- Trudno cokolwiek powiedzieć po pierwszym meczu. Szczególnie, że drużyna ze Strzelna jest nowym zespołem i było to widać na boisku. Zobaczymy co przyniosą następne mecze - powiedział trener SHC Wybrzeże Gdańsk, Marek Mońko, którego drużyna wygrała różnicą aż 35 bramek. - Próbowaliśmy na tym meczu różnych elementów, chcieliśmy grać szybką piłkę, cały czas do przodu. Był to doskonały moment na sprawdzenie różnych rozwiązań - dodał Mońko w rozmowie z portalem SportoweFakty.pl.
Mecz z Alfą obejrzało około 200 kibiców. - Bardzo miło zaskoczyła mnie ilość ludzi na trybunach. Byli na nich też ludzie, których dawno nie widziałem na meczach piłki ręcznej. Oby było ich coraz więcej - powiedział z nadzieją w głosie Marek Mońko, który liczy na kolejne zwycięstwa swojej drużyny.

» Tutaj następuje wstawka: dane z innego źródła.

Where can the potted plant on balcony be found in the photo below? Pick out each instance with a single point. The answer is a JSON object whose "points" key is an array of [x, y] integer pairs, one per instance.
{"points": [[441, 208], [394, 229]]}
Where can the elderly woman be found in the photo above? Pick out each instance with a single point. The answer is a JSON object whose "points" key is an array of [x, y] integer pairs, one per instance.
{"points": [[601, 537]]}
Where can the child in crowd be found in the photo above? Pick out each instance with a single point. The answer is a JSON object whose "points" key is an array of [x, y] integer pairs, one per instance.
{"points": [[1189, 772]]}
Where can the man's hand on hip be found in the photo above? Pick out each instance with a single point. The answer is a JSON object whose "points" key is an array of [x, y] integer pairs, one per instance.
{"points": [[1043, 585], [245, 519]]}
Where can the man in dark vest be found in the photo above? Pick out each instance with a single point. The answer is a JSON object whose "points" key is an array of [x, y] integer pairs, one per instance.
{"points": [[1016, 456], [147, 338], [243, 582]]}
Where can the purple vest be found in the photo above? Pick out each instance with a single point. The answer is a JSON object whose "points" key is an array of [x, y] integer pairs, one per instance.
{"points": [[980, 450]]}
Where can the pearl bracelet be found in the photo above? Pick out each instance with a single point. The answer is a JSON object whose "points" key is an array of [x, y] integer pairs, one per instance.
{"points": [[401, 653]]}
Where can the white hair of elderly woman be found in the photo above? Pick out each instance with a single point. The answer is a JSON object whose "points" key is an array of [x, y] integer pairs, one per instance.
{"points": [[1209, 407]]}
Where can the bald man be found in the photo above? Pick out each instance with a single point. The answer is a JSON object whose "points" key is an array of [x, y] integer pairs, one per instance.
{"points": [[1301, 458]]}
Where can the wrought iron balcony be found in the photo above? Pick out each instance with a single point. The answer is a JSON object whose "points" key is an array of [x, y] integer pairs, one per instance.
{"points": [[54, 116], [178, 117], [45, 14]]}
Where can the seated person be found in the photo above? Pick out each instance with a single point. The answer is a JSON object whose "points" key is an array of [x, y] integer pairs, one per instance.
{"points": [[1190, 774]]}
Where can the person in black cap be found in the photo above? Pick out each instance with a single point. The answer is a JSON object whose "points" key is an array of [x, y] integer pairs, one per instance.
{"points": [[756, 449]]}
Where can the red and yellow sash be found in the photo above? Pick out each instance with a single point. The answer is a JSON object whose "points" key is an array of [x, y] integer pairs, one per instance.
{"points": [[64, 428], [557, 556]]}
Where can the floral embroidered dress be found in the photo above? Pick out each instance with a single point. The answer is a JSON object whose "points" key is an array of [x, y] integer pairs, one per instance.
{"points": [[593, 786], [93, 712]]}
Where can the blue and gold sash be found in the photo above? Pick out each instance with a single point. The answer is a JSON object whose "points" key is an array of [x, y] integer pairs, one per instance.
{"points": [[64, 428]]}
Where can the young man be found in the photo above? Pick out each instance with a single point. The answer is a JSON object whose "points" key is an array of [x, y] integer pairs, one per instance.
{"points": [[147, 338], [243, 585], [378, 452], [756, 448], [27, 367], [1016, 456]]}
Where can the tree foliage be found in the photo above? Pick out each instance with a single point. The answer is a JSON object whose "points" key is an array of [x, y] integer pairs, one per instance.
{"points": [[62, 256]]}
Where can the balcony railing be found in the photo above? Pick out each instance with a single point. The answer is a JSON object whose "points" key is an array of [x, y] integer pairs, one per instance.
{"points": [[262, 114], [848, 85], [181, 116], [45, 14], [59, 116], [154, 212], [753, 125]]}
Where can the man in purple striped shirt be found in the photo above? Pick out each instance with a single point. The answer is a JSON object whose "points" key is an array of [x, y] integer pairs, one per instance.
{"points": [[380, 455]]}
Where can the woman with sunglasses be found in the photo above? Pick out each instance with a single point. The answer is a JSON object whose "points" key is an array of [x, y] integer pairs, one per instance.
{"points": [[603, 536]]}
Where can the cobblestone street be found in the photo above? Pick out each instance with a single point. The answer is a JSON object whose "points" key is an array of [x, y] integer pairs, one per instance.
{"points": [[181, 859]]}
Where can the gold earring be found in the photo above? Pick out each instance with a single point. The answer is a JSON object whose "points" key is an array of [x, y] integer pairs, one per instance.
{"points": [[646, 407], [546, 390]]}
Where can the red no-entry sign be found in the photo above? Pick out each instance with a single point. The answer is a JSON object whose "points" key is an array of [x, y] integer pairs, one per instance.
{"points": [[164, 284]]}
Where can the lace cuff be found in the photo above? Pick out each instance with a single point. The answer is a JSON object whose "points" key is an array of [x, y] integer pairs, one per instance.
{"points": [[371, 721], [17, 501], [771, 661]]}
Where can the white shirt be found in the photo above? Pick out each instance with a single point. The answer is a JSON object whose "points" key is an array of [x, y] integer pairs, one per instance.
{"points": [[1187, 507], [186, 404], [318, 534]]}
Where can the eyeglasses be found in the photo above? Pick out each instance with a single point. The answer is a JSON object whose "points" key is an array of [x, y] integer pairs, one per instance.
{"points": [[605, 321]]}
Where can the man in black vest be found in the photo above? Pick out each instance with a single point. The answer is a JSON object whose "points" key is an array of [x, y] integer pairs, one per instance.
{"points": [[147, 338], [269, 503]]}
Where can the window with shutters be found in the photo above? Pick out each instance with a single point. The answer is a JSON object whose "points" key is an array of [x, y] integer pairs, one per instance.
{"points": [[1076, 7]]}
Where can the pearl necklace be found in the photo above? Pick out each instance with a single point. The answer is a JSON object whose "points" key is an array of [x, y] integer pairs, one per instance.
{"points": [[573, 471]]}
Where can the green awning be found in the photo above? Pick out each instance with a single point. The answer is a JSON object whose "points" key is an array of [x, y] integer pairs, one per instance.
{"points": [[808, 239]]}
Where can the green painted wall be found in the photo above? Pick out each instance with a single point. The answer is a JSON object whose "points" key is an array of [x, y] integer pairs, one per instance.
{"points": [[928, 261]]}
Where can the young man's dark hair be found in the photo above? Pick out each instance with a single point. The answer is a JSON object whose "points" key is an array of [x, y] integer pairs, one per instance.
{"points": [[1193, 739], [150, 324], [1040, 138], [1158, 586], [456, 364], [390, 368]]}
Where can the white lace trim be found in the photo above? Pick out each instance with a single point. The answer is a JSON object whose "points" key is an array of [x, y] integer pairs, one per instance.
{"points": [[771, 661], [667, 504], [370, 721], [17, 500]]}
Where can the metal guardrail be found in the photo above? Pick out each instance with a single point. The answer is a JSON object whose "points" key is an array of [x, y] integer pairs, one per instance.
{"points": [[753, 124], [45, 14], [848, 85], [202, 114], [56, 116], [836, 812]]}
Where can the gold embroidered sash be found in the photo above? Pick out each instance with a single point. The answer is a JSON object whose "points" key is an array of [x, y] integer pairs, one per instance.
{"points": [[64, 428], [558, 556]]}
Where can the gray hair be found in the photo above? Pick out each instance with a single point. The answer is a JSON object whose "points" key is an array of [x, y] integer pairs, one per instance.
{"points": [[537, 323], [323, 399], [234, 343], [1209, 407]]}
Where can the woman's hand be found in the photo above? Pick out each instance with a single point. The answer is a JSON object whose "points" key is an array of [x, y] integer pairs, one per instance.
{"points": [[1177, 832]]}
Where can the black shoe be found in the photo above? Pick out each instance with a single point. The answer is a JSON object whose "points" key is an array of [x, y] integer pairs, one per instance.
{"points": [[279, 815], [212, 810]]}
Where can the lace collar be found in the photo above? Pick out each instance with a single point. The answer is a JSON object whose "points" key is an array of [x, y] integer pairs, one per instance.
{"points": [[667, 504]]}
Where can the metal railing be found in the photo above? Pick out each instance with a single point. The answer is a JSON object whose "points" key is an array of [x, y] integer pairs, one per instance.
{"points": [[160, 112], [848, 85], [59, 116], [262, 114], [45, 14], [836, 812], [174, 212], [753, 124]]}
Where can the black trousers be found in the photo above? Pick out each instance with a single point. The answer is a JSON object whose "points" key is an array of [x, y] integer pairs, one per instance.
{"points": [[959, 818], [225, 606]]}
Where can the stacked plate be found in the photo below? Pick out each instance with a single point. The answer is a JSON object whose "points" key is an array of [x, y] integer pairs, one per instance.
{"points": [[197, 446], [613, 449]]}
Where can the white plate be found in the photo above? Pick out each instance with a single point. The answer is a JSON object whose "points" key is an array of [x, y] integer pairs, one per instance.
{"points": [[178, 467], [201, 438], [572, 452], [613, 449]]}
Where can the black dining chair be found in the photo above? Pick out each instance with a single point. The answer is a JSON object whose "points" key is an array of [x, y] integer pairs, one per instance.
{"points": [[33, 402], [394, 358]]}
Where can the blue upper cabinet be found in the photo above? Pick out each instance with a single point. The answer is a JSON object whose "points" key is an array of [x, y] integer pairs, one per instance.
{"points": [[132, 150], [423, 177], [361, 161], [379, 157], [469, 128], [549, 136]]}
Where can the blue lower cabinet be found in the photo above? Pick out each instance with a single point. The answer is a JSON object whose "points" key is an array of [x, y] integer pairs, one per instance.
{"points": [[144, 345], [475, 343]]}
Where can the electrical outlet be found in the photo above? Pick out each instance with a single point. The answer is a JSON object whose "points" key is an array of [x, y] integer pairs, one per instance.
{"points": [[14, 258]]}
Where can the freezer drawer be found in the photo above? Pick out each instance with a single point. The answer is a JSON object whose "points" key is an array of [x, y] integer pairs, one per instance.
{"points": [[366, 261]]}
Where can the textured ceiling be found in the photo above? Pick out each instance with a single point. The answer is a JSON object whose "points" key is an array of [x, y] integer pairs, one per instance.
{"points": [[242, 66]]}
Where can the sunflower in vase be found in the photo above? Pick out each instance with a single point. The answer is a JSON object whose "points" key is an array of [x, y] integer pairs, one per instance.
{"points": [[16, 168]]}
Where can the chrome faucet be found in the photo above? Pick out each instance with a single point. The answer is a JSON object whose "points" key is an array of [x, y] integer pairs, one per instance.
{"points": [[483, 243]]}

W Gdańsku piłka ręczna ma takie tradycje, jak w żadnym innym mieście. Czy jest szansa, że do zespołu Wybrzeża dołączą kolejni zawodnicy związani z regionem? - Ponieważ bardzo szybko się to potoczyło, mieliśmy bardzo mało czasu. Mamy jednak nadzieje, że uda nam się jeszcze wzmocnić zespół - przyznał szczerze trener reaktywowanych 10-krotnych Mistrzów Polski, których czeka teraz mecz wyjazdowy w Olsztynie. - Na pewno będzie to trudniejszy mecz, niż z zespołem ze Strzelna. Graliśmy z tą drużyną na turnieju przygotowawczym przed ligą i ją znamy. Grają trzeci sezon w drugiej lidze, jednak powinniśmy wygrać. Serdecznie wszystkich zapraszam na kolejne nasze mecze. Na pewno na naszych meczach będzie wiele emocji - zakończył Mońko.